I agree with what has been said.I tee-pee my pole beans with free bamboo.I grow alot of bush beans for blanche freezing then vac-u-seal.I have hated picking bush beans since a kid, but my mom is a 75 year old picking machine.I plant crop in may and one in early august for fall crop-i like french filet bush and two types of drying.


----------



## bayoubear (Apr 21, 2009)

we run deer netting between two fence posts and grow pole beans. dirt cheap, the netting takes only minutes to install, and even less time to remove to plant something else on that row. we also plant cukes this way.
staple gun is easiest attachment method for the netting.


----------



## curious aardvark (May 11, 2009)

what do you call green beans ? 
Runner beans or french beans ? 

Runner beans we grow up bamboo tripods. 
Three bamboo poles tied at the top and opened out at the bottom.
ACtually thinking about it we grow french beans the same way. 
Cheap, easy to setup and you can make the tripods any height you want. 

Does that help ?


----------



## tn_bbq (May 11, 2009)

Pole beans and a trelis will give you a steady harvest for a longer period time.   Not as much stooping over come harvest time and you can pick a few every day rather than pick them all at one time the way you'll need to with bush beans.

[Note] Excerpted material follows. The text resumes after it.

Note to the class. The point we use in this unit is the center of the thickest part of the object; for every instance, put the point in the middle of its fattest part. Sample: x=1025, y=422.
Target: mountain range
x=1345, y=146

Put up 2 poles (6 to 8 feet tall) and some cotton string so the beans can climb. The cotton string is biodegradeable so the whole thing can go right into the compost pile when they're done next fall (or if you're lazy like me...you throw them in the compost pile the day before you plant next year's crop).

Just zig zag the string back and forth a few times wraping around the pole in a net-like fashion. 

http://www.northerngardening.com/NGB_articles/beans.htm


----------



## drlouis (May 12, 2009)

pole beans are a pain around these parts with the wind.  I've never found a support that will stand up the whole season.  But, bush beans will also give a [semi] continuous harvest, with a few days gap in between, but it's never mattered cuz you get enough to last through to the next flush.  I used to hate (HATE) picking them cuz it killed my back to get down that low.  last year I hit on a way to help with that problem, totally on accident.  I made raised beds using 1"x10" boards, this raised the plants enough that picking them was MUCH easier.  if you really want to make it easy you could make taller beds (ie 1x12 or 2x12 or build up a "box" using landscape timbers to whatever height suits you).  It doesn't _sound_ like much, but it really did make a big difference.


----------